Larry Curtis opened Matchless Décor Centre on Marine Drive in 1994, selling paint and painting supplies. Business was successful, and in the early 2000s, Curtis came up with a unique expansion idea.
“A friend of mine had a pet store and he was closing up, so he had several customers built up for the certain brand of food, and there was no where else in Clarenville to buy it,” Curtis explained. “So he came to me and I bought everything off of him. What sold well I kept in stock, and what didn’t, I sold off and stopped.”
Then, in 2012, Curtis moved into a larger office space on Marine Road. Suddenly, he had 1,500 square feet of space as opposed to 900. And with more floor space came the question: what to sell next?
“Well, I had to sell something else. We decided to get into the books because there was no one in Clarenville selling them at the time,” Curtis explained.
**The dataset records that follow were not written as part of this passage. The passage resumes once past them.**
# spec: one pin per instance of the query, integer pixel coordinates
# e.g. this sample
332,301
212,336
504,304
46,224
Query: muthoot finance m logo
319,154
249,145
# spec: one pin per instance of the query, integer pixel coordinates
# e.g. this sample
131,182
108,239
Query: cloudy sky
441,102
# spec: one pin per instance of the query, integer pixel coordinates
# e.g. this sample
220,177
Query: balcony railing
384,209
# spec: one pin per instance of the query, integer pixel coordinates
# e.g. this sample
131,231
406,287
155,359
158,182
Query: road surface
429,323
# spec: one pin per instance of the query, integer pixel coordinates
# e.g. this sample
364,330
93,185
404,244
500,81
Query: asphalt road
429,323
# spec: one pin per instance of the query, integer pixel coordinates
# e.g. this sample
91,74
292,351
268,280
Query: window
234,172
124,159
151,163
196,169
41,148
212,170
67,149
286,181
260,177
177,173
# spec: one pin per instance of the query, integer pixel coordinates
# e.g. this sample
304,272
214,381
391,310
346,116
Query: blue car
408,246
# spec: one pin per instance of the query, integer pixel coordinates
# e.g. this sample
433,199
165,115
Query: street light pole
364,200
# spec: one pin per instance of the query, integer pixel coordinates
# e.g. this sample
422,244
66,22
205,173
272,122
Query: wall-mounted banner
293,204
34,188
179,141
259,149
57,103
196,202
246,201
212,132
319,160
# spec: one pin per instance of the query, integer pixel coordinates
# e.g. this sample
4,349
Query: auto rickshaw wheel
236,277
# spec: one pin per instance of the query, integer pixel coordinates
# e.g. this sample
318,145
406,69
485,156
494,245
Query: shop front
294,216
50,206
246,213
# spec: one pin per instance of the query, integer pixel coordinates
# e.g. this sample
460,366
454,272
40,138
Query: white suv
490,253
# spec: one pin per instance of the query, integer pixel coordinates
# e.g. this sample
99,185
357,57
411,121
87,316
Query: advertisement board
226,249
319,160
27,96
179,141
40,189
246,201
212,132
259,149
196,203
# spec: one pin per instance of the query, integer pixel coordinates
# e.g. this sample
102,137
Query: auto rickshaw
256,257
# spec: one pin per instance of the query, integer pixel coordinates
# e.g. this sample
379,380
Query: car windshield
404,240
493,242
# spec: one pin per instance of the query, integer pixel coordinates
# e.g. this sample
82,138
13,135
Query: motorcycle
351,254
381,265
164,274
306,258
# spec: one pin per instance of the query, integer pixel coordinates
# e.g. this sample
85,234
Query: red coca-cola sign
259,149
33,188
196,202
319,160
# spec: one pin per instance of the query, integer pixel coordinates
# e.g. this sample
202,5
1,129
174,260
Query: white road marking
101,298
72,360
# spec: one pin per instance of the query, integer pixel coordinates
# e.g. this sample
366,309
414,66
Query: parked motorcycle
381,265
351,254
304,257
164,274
He has since moved his business to Memorial Drive, a higher traffic area, and says that all three products are selling well.
“Between the three of them, one doesn’t outsell the other, although the pet food is the most consistent,” he explained.
As Clarenville’s only bookstore, used and new, Curtis has made a priority of emphasizing his large selection of books (which hangs somewhere around 20,000 according to his estimates) to his customers. He changed the store’s name from Matchless Décor Centre to the Bookstore and More, to reflect this.
Even the store’s layout serves this purpose — all the books are up front, with the paint and pet food placed toward the rear of the store.
“I put the paint in the least obvious spot because I’ve been selling that for 23 years and most people know that,” he explained.
“In order to get your paint or your pet food, you have to know there’s somewhere in Clarenville to buy books!”
So where does you get 20,000 used books?
Curtis purchased 8,000 to 10,000 books from another bookseller when he first began, and has been collecting since then.
“I buy them online, through eBay, people bring them in… any way I can get them. I’m constantly trying to put newer stock out. Of what I bought originally five years ago, I’d say less than 20 per cent of that is here now, probably less then 10 per cent.”
“I’m always trying to get newer books. Anything that’s not in very good shape I don’t put out.”
Apart from secondhand books, Curtis sells new Newfoundland and Labrador books.
His advice to fellow business owners or entrepreneurs?
“Do a lot of research before you start. Do a lot of work before you start at it. Figure out what your goals are and what you’re trying to accomplish.”